Cornwall Council is set to cut hundreds of jobs after revealing that it needs to reduce its wage bill by £18million.

An email sent out to councillors on behalf of council leader Linda Taylor explained that they need to make the cuts by the end of March 2022.

It explains that this will be done by continuing a recruitment freeze and deleting vacancies and inviting staff to take voluntary redundancy.

The note does not provide details for the number of jobs which could be cut but it explains that it needs to save £18m from a current staff spend of around £200m. It states that compulsory redundancies “will be unavoidable” but says that measures will be taken to minimise them.

Conservative leader Cllr Taylor had already warned that there would be “tough decisions” ahead with the council facing its toughest budget setting yet while deputy leader David Harris, responsible for finance, has also warned that “there’s no money”.

The email to councillors reads: “At this stage, we have set a target to reduce our workforce spend by c£18m by 31 March 2022, against a current workforce spend of c£200m.

“This is our best current estimate of the financial reduction we will need to make from our workforce to meet our budget gap, and may change as work progresses to set out MTFP (medium term financial plan) over the coming months.

“We will be taking all measures to reduce the number of compulsory redundancies that may have to be made, starting with the recruitment freeze that is already in place, permanently deleting vacancies held in our staffing establishment, reducing non-essential spend and there will be opportunities for voluntary redundancy in the coming months.

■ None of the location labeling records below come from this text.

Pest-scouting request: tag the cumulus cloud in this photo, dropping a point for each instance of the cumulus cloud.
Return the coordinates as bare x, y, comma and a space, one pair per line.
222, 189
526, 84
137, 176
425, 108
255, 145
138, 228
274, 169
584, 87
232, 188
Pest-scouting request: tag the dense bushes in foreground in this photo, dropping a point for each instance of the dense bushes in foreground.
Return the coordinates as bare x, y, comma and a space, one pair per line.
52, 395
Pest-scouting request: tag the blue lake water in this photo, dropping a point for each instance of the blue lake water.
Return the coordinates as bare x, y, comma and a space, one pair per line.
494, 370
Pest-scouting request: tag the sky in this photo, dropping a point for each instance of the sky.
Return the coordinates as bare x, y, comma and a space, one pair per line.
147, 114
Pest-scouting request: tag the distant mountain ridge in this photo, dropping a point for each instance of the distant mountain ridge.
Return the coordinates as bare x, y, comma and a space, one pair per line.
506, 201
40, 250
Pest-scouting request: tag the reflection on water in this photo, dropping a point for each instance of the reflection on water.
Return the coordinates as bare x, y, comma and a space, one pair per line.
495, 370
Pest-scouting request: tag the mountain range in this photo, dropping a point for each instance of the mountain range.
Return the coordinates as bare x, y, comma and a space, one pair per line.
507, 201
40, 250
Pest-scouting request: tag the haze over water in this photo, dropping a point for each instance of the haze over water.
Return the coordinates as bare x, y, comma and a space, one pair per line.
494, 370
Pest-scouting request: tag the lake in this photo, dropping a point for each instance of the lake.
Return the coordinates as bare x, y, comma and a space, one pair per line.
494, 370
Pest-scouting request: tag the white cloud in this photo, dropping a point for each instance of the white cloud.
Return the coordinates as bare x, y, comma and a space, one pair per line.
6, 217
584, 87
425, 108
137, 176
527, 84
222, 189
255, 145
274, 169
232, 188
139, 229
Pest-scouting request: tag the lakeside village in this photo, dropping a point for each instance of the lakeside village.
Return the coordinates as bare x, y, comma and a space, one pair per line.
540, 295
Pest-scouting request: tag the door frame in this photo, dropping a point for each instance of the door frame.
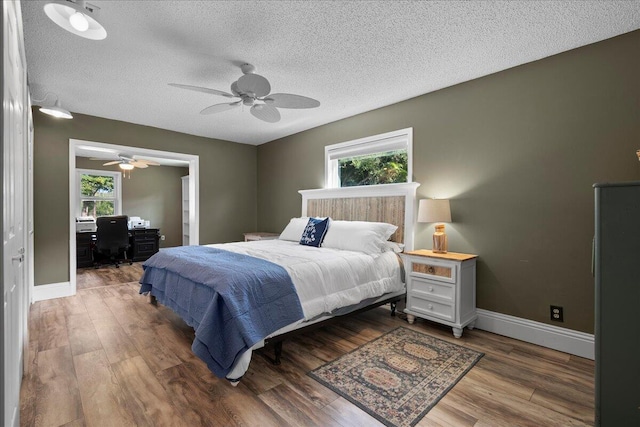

“We will also be working to increase the agility of our organisation to deploy staff internally where posts are held as a result of the recruitment freeze and with partner organisations across Cornwall to support staff with redeployment and outplacement as we anticipate that compulsory redundancies will be unavoidable.

“At this stage we are not able to translate the £18m workforce budget reduction figure into a defined number of roles, as a lot will depend on how the reductions are made and the types of staff that will be impacted, and how much of the reduction can be made through removing vacancies.”